Sum from infinity to infinity

Question

How does one evaluate the following limits?

1. $\lim\limits_{n \to \infty} \sum\limits_{k=n}^\infty (1)$

2. $\lim\limits_{n \to \infty} \sum\limits_{k=n}^\infty k^{-1}$

3. $\lim\limits_{n \to \infty} \sum\limits_{k=n}^\infty 2^{-k}$

Do all three limits evaluate to $0$? If so, why? Perhaps only the third limit evaluates to $0$, while the first two are undefined. Again, why? @PeterTamaroff pointed out that the first two limits are undefined for fixed $n$, but does that necessarily imply they are undefined in the limit?

Answer 1

Consider the sequence $$\left(\sum_{k=n}^\infty 1\right)_{n \geq 1}.$$ This sequence is $$(\infty,\infty,\infty,\ldots).$$ Hence, if we wish to define a limit of this sequence, it should be $$\lim_{n \rightarrow \infty} \sum_{k=n}^\infty 1=\lim_{n \rightarrow \infty} \infty=\infty.$$

The second example is resolved in the same way (since the series is also divergent).
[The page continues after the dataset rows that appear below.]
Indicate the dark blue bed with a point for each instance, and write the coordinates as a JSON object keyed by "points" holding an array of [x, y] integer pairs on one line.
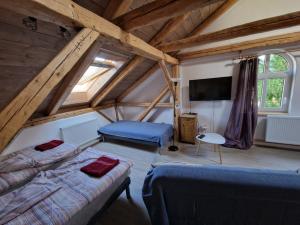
{"points": [[158, 134]]}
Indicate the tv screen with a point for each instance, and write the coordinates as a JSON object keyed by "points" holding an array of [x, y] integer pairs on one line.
{"points": [[210, 89]]}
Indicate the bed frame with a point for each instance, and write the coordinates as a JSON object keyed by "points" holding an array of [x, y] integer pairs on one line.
{"points": [[149, 143], [123, 187]]}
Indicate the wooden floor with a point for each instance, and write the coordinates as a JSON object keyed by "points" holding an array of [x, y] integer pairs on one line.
{"points": [[134, 213]]}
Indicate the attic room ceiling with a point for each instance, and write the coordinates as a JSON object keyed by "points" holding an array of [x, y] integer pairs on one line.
{"points": [[35, 34]]}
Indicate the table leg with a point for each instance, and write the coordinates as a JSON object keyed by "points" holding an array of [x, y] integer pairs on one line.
{"points": [[220, 154]]}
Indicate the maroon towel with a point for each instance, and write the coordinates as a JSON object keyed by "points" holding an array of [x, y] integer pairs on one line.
{"points": [[48, 145], [100, 167]]}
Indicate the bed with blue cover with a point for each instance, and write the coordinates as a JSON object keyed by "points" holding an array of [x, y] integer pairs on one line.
{"points": [[158, 134]]}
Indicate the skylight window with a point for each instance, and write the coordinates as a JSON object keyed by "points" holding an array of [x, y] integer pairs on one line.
{"points": [[93, 79]]}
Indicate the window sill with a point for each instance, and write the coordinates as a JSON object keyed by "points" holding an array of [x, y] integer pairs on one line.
{"points": [[264, 114]]}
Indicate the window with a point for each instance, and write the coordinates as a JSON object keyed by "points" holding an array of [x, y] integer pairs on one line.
{"points": [[94, 78], [274, 82]]}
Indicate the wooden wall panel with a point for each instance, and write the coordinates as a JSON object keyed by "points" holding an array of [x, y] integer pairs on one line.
{"points": [[23, 52]]}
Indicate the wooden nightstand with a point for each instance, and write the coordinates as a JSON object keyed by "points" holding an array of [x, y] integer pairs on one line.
{"points": [[188, 128]]}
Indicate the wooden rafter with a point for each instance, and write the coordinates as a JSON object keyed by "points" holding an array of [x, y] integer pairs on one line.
{"points": [[290, 38], [71, 14], [72, 79], [214, 16], [167, 76], [137, 60], [116, 8], [144, 77], [19, 110], [146, 104], [158, 10], [175, 73], [105, 116], [119, 77], [173, 24], [152, 105], [259, 26]]}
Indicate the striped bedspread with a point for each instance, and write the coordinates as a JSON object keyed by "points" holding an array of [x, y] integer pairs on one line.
{"points": [[72, 191], [23, 165]]}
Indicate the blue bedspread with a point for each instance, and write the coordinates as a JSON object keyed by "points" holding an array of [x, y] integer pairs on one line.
{"points": [[207, 195], [159, 133]]}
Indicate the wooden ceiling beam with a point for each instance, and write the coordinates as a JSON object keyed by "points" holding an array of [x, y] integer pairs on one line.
{"points": [[71, 14], [259, 26], [145, 104], [105, 116], [125, 70], [159, 10], [153, 104], [137, 60], [169, 28], [72, 79], [213, 17], [167, 77], [140, 80], [20, 109], [291, 38], [116, 8]]}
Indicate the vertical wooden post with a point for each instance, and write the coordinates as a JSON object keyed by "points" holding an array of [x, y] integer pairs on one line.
{"points": [[175, 74]]}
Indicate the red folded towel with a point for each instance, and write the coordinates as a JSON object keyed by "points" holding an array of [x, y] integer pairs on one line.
{"points": [[100, 167], [48, 145]]}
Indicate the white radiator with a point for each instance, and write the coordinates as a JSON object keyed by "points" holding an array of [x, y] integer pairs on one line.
{"points": [[81, 134], [283, 129]]}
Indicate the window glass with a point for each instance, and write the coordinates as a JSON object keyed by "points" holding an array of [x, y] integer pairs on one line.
{"points": [[274, 93], [261, 64], [278, 64]]}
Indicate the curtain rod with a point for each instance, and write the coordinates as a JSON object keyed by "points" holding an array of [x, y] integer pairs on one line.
{"points": [[245, 57]]}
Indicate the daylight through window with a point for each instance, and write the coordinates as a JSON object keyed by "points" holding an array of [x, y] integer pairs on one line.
{"points": [[274, 83]]}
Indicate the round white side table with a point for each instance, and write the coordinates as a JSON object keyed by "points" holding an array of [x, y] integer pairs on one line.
{"points": [[212, 138]]}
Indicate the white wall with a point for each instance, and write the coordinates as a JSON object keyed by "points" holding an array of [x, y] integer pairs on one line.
{"points": [[42, 133], [215, 114]]}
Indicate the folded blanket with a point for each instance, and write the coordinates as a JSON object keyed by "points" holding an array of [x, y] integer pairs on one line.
{"points": [[48, 145], [100, 167], [19, 167], [17, 202]]}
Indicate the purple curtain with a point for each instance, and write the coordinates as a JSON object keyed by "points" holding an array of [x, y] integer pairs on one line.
{"points": [[242, 122]]}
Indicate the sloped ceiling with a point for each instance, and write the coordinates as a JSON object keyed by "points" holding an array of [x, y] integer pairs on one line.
{"points": [[25, 50]]}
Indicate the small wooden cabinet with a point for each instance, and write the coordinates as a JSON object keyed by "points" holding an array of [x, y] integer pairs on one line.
{"points": [[188, 128]]}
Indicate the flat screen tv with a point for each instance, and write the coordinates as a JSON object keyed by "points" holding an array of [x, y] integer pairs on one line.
{"points": [[210, 89]]}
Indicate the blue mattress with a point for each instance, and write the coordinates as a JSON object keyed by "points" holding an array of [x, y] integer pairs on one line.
{"points": [[159, 133]]}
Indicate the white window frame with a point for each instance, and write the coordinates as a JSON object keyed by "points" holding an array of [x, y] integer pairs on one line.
{"points": [[267, 75]]}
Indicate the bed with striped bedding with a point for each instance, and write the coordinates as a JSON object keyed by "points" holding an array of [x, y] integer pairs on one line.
{"points": [[67, 193], [19, 167]]}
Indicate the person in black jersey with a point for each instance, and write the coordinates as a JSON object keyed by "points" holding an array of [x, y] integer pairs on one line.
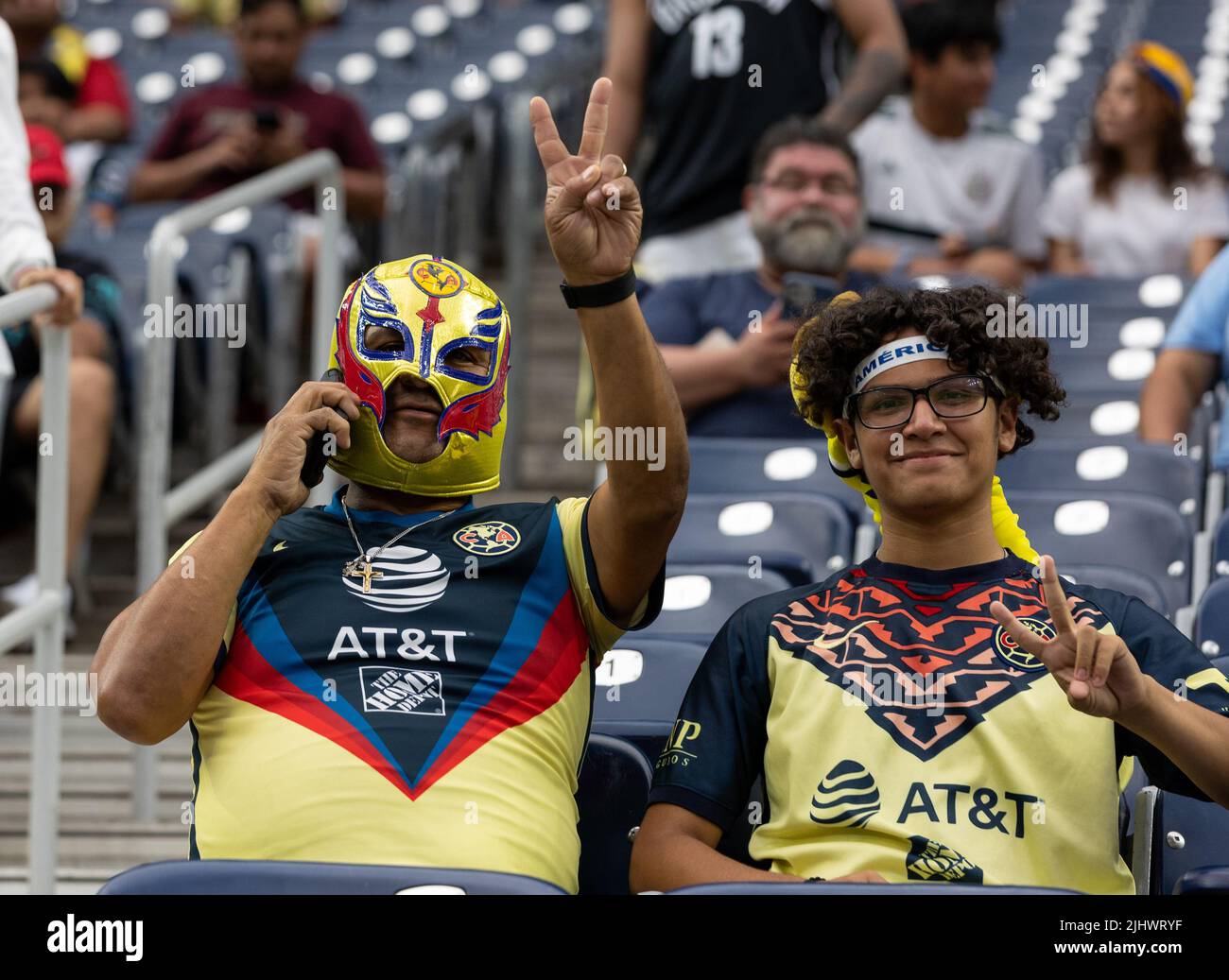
{"points": [[705, 78]]}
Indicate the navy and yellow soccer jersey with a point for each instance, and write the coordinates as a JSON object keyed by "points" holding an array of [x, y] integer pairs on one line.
{"points": [[435, 717], [898, 730]]}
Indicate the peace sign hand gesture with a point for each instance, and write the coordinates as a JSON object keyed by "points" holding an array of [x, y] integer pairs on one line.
{"points": [[593, 208], [1098, 673]]}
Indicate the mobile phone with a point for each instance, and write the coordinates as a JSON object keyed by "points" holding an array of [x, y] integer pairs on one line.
{"points": [[314, 462], [799, 291]]}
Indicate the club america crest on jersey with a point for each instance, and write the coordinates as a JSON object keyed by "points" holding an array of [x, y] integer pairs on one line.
{"points": [[488, 538]]}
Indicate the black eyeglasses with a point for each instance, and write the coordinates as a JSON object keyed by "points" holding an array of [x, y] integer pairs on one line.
{"points": [[950, 398]]}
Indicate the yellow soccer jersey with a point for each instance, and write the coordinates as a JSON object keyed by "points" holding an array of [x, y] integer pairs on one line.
{"points": [[435, 714], [898, 730]]}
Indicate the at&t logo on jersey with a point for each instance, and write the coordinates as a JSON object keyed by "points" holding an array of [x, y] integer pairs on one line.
{"points": [[488, 538], [1011, 651]]}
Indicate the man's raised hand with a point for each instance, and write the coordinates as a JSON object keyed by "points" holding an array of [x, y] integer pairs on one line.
{"points": [[593, 208], [1098, 673]]}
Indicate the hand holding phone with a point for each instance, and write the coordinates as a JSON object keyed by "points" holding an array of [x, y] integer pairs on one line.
{"points": [[315, 460]]}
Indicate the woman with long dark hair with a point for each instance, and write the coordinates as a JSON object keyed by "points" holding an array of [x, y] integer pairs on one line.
{"points": [[1142, 203]]}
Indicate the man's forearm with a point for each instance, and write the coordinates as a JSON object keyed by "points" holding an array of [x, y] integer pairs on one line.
{"points": [[703, 376], [152, 672], [167, 180], [664, 864], [874, 75], [634, 392], [1167, 402], [1190, 736]]}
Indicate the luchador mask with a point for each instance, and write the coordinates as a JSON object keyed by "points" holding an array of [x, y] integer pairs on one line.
{"points": [[437, 307]]}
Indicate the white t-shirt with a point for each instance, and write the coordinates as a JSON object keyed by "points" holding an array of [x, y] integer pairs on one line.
{"points": [[986, 185], [1143, 230]]}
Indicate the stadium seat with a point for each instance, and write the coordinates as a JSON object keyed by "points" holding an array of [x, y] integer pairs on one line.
{"points": [[1137, 467], [1220, 545], [640, 684], [1121, 580], [1212, 619], [863, 888], [315, 878], [804, 537], [700, 598], [1155, 292], [1123, 529], [760, 466], [1113, 421], [1208, 881], [613, 794], [1174, 835]]}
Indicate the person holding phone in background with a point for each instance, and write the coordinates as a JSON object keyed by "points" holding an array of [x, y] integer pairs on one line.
{"points": [[230, 131], [728, 338]]}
In the third case, the sequence is $$\left(\sum_{k=n}^\infty \frac{1}{2^k}\right)_{n \geq 1}.$$ Since $$\sum_{k \geq 1} \frac{1}{2^k}=1,$$ the sequence is $$(1,\tfrac{1}{2},\tfrac{1}{4},\ldots)$$ so $$\lim_{n \rightarrow \infty} \sum_{k=n}^\infty \frac{1}{2^k}=0.$$

Answer 2

As limits are usually defined, you can only take $\lim_{n \to \infty}$ of an actual sequence of real numbers, so the first two limits are in fact meaningless, while the third evaluates to $0$ since $\frac{1}{2^{n-1}} \to 0$.

However, it is possible to discuss convergence in the extended real line $\mathbb{R} \cup \{-\infty,\infty\} = [-\infty, \infty]$. In this framework, observe that the sequences of partial sums for the first two sums both approach $\infty$, so both sums are equal to $\infty$ for any fixed $n$. Then the first and second limits are the limit of the sequence $\infty, \infty, \infty, \dots$, which converges to $\infty$. The third limit is still $0$ as it was before.